'I don't think we've done all we can to save lives': Sask. bishop blasts government's COVID-19 response

Saskatchewan Anglican Bishop Michael Hawkins spoke to CBC reporter Jason Warick about his frustration with provincial COVID-19 policies, and about the misconception that religious leaders are lobbying for restrictions to be lifted.

Anglican Bishop Michael Hawkins survived a near-fatal COVID-19 infection late last year

Anglican Diocese of Saskatchewan Bishop Michael Hawkins, who nearly died of COVID-19 and spent several days in an intensive care unit, is frustrated the provincial government is not doing more to curb the virus's spread. (Jason Warick/CBC)

A prominent religious leader is calling Saskatchewan's COVID-19 response "morally reprehensible."

Bishop Michael Hawkins presides over the Anglican Diocese of Saskatchewan, which covers Prince Albert and all Anglican churches north of it in the province. He survived a near-fatal COVID-19 infection late last year that required two lengthy stays in the intensive care unit.

Hawkins spoke to CBC reporter Jason Warick about his frustration with provincial policies, and about the misconception that religious leaders are lobbying for restrictions to be lifted.

The conversation has been edited for length and clarity.

CBC: How do you feel the COVID-19 pandemic is being handled in the province? 

Hawkins: At the moment, I'm very concerned with the situation in Regina. But ICU and hospitalization numbers are increasing across areas of the province in ways that are alarming.

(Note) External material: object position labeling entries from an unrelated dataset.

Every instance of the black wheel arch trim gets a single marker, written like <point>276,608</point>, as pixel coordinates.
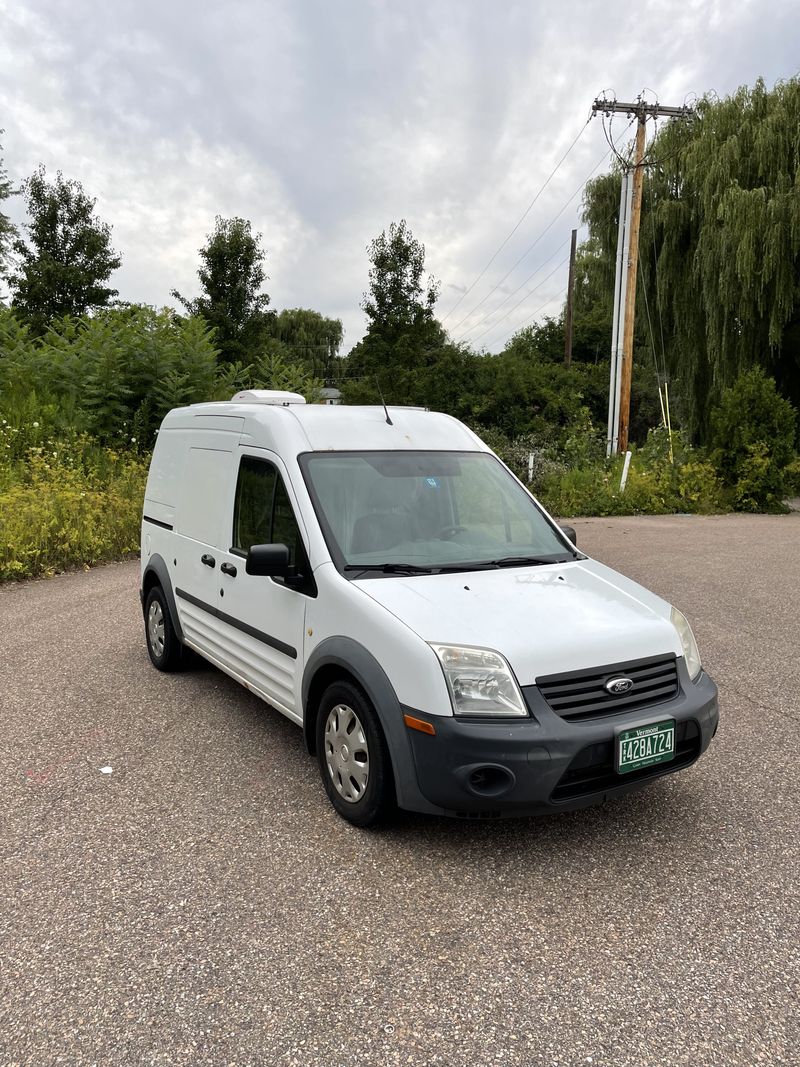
<point>354,659</point>
<point>157,566</point>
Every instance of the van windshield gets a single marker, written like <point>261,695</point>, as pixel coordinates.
<point>427,512</point>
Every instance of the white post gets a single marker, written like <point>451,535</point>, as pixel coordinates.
<point>625,472</point>
<point>623,250</point>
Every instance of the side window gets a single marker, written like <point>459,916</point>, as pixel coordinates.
<point>253,509</point>
<point>285,528</point>
<point>262,513</point>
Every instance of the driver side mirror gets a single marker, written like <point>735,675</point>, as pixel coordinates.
<point>270,560</point>
<point>570,531</point>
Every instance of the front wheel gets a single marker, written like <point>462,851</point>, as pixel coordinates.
<point>353,759</point>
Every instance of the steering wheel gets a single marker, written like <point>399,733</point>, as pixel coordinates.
<point>448,531</point>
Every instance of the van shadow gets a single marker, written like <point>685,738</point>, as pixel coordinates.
<point>621,826</point>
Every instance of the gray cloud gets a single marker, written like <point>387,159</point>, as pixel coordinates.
<point>322,122</point>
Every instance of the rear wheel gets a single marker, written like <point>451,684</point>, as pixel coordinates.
<point>353,757</point>
<point>163,646</point>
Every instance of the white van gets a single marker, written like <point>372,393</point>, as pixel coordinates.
<point>380,577</point>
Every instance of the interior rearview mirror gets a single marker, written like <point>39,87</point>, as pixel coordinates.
<point>270,560</point>
<point>570,530</point>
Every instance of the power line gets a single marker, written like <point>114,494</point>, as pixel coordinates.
<point>520,222</point>
<point>531,247</point>
<point>529,293</point>
<point>512,309</point>
<point>509,297</point>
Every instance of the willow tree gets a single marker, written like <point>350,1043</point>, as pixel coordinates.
<point>719,244</point>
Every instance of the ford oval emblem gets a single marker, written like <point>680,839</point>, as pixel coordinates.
<point>619,685</point>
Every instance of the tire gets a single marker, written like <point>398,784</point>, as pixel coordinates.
<point>163,646</point>
<point>353,758</point>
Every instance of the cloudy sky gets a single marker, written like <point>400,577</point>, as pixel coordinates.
<point>322,121</point>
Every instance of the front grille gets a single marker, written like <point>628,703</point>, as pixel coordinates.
<point>592,770</point>
<point>581,695</point>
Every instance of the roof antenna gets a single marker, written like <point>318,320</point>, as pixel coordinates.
<point>386,410</point>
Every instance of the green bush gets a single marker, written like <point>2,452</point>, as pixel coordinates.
<point>753,429</point>
<point>68,505</point>
<point>792,477</point>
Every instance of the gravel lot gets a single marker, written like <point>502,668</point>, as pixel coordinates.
<point>203,904</point>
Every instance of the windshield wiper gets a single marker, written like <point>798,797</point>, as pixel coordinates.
<point>393,568</point>
<point>525,561</point>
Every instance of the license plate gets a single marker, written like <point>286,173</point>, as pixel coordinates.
<point>644,746</point>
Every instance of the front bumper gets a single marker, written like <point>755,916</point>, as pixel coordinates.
<point>547,764</point>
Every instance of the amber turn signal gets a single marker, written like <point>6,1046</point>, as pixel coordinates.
<point>419,725</point>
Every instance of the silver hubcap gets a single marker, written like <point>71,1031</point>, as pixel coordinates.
<point>346,752</point>
<point>156,628</point>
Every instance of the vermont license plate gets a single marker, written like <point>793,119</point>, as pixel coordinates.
<point>643,746</point>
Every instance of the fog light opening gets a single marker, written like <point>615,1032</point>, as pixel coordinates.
<point>490,780</point>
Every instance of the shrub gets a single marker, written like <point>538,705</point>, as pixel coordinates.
<point>792,477</point>
<point>68,507</point>
<point>753,428</point>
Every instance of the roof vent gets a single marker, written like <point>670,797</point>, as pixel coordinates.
<point>275,397</point>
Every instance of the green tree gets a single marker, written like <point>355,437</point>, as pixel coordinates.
<point>67,257</point>
<point>719,245</point>
<point>232,274</point>
<point>403,338</point>
<point>754,436</point>
<point>308,338</point>
<point>8,231</point>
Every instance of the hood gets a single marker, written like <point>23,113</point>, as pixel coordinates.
<point>545,620</point>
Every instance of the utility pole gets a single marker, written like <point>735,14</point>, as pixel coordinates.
<point>627,334</point>
<point>641,111</point>
<point>570,301</point>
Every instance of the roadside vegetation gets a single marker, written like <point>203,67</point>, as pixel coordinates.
<point>86,378</point>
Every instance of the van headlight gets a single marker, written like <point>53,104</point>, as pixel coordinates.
<point>480,682</point>
<point>687,642</point>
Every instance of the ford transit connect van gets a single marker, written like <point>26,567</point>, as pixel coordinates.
<point>380,577</point>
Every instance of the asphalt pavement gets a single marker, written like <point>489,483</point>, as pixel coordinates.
<point>176,889</point>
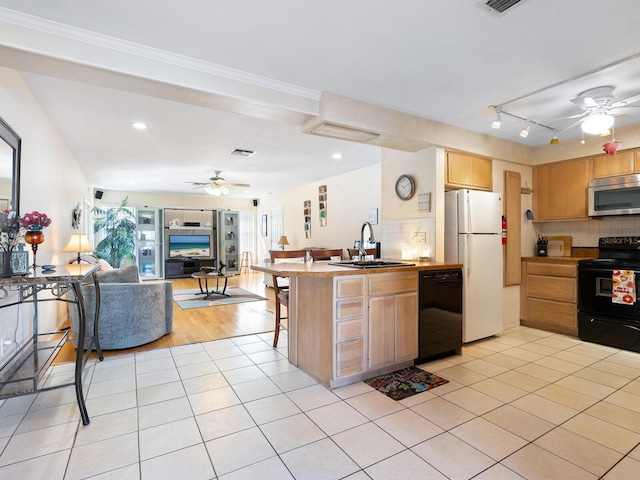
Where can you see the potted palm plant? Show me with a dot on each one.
(116, 227)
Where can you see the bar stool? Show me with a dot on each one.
(246, 261)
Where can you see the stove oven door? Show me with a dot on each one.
(594, 293)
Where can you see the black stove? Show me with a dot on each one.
(623, 252)
(600, 318)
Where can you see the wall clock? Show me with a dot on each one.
(405, 187)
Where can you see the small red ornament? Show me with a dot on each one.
(610, 148)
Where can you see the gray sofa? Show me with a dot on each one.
(132, 312)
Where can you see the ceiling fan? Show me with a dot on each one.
(599, 109)
(217, 185)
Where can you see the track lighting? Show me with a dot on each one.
(497, 123)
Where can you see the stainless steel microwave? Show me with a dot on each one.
(614, 196)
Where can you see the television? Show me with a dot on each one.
(189, 246)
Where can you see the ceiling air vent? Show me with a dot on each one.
(242, 153)
(498, 7)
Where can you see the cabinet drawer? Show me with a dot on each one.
(349, 287)
(553, 313)
(349, 308)
(552, 288)
(393, 283)
(348, 329)
(552, 269)
(349, 357)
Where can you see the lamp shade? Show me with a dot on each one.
(78, 243)
(283, 241)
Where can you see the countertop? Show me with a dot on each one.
(566, 260)
(323, 269)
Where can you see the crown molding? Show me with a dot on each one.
(38, 27)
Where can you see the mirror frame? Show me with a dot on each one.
(15, 142)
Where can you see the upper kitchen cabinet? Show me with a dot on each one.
(560, 190)
(466, 171)
(622, 163)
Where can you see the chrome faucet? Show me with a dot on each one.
(363, 252)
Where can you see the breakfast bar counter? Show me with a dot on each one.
(346, 324)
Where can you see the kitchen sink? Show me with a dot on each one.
(371, 264)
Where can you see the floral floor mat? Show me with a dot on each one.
(406, 382)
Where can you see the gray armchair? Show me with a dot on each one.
(132, 312)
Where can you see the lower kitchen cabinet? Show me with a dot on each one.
(392, 315)
(349, 326)
(549, 296)
(382, 334)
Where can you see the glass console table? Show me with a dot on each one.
(26, 370)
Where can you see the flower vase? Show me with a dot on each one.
(5, 265)
(34, 238)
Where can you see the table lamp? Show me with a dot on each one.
(78, 243)
(283, 241)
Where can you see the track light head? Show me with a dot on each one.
(497, 123)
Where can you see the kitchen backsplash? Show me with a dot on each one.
(587, 232)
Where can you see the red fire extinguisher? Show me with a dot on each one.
(504, 229)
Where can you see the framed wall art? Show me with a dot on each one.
(322, 205)
(307, 218)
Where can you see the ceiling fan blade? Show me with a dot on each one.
(577, 115)
(627, 101)
(585, 102)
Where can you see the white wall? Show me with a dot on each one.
(404, 225)
(51, 182)
(349, 198)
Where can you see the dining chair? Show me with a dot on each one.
(325, 254)
(354, 252)
(280, 290)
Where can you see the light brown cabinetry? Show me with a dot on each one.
(349, 325)
(560, 190)
(466, 171)
(621, 163)
(549, 296)
(393, 319)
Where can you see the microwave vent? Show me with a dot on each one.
(498, 7)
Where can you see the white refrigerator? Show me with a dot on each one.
(473, 237)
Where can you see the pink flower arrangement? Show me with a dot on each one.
(35, 221)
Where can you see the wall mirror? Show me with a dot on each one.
(9, 168)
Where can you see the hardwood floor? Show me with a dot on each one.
(210, 323)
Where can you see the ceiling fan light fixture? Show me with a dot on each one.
(497, 123)
(597, 123)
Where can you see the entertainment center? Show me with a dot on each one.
(190, 237)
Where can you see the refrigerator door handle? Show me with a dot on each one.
(468, 199)
(467, 255)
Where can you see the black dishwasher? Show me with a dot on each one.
(440, 315)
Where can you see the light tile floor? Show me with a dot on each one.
(527, 404)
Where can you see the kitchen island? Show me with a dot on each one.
(347, 324)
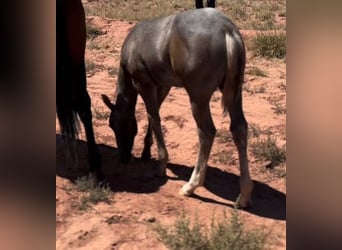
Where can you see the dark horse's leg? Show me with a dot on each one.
(84, 111)
(77, 41)
(148, 141)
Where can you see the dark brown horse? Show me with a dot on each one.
(72, 98)
(200, 50)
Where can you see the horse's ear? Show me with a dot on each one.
(108, 103)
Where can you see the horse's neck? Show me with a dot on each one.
(126, 101)
(126, 95)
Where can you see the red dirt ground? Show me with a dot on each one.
(137, 196)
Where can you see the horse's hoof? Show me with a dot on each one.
(242, 203)
(92, 180)
(161, 173)
(186, 191)
(145, 156)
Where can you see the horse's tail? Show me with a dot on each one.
(65, 104)
(236, 60)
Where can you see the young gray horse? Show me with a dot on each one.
(200, 50)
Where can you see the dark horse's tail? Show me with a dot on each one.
(65, 100)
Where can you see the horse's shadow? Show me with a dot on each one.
(139, 177)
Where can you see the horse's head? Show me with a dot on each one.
(124, 126)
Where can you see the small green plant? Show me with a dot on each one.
(269, 45)
(93, 31)
(90, 194)
(255, 130)
(256, 71)
(224, 135)
(279, 109)
(225, 234)
(113, 71)
(223, 157)
(255, 90)
(101, 115)
(90, 66)
(268, 150)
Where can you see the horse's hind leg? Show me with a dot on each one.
(148, 141)
(206, 134)
(239, 129)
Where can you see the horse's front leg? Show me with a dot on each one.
(206, 134)
(148, 141)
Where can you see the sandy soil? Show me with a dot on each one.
(138, 198)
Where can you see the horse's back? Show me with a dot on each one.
(179, 48)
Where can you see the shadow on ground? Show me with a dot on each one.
(139, 177)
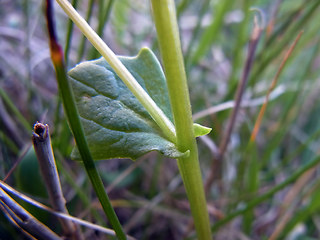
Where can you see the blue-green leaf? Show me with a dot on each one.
(115, 123)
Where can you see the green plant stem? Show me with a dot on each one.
(76, 126)
(168, 36)
(69, 35)
(147, 102)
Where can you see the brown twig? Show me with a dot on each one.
(42, 146)
(79, 221)
(216, 166)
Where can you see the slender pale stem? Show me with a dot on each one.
(168, 36)
(147, 102)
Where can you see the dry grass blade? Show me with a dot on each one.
(24, 219)
(101, 229)
(273, 85)
(42, 146)
(217, 161)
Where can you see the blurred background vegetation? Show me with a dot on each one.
(148, 194)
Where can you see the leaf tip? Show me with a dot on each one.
(200, 130)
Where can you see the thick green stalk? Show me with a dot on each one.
(168, 36)
(147, 102)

The half-measures we've adopted thus far will be ineffective. I don't think we've done all we can to save lives or protect the lives of the people of this province. I think other priorities have gotten in the way.

I fully reject any attempt to balance the economy with human life. It goes against all that I believe and think as a human being, let alone as a Christian.

You feel there has been too much emphasis on the economy, that the scale is tipped too far in that direction?

I feel terrible for people whose livelihoods and life savings have been jeopardized by this pandemic. We have not all been in this together. Some have suffered much greater financial impacts.

At the same time, I think it's morally reprehensible we have prioritized keeping bars open — I don't mean any ill-will to people that own or work in those businesses — while life-saving medical interventions and tests are delayed for a year for so many people. That scares me about our priorities as a province, and I don't think the government thought that out clearly enough.

I don't think we're doing all we can to save lives.

An Anglican bishop in Saskatchewan is encouraging everyone to get vaccinated for COVID-19 as soon as they can, but to remain vigilant about public health measures in the meantime. (Evan Mitsui/CBC)

You were hospitalized twice after contracting COVID-19. Does this affect your views?

Yes, my view of this is clouded by my own experience. The person in the bed beside me died from COVID. One of my priests died from COVID just this past week. A man who cared for him died as well.

People are dying in our province because of this disease. I, and I think a lot of other people, are willing to do much more to save lives.

Do you think that's still a good idea for churches to hold in-person services?

I'm very nervous about that. We were closed (last year) through Christmas and until February. We exceeded the provincial guidelines. I would say about half our churches (in his diocese) have opened now for regular Sunday gathering. Many have chosen to stay closed.

At Easter, I made a special appeal for people to be careful. I think we all need to go beyond the minimum requirements. But I took all the precautions and still managed to get sick.

Are you at the point where you should close in-person church services?

I don't think we're there yet (in Northern Saskatchewan). At the first sign we're headed in the same direction as Regina, we need to act before. We have not acted strongly to stop this disease. Alberta, Manitoba have taken drastic action. We seem to shy away from that.

If you think there should be more action, what do you think is preventing it?

I don't fully understand it, what it is that restrains them. The hesitancy to close down, which has become anathema to them, I can't figure it out.

You say you've spoken with other religious leaders about this. Do they feel the way you do?

I certainly think so. The fringe of religious movements or any movements get all the attention. COVID deniers get more attention that people who care for their neighbours and take precautions. We have not been pushing for things to be wide open. It's not something we're advocating.

Do you have any final thoughts?

I would encourage everyone to take all precautions they can. I'm still suffering from the results of COVID, in my heart and in my brain. There seems to be some permanent damage there. I'd encourage everyone to be safe and to get vaccinated when your turn comes.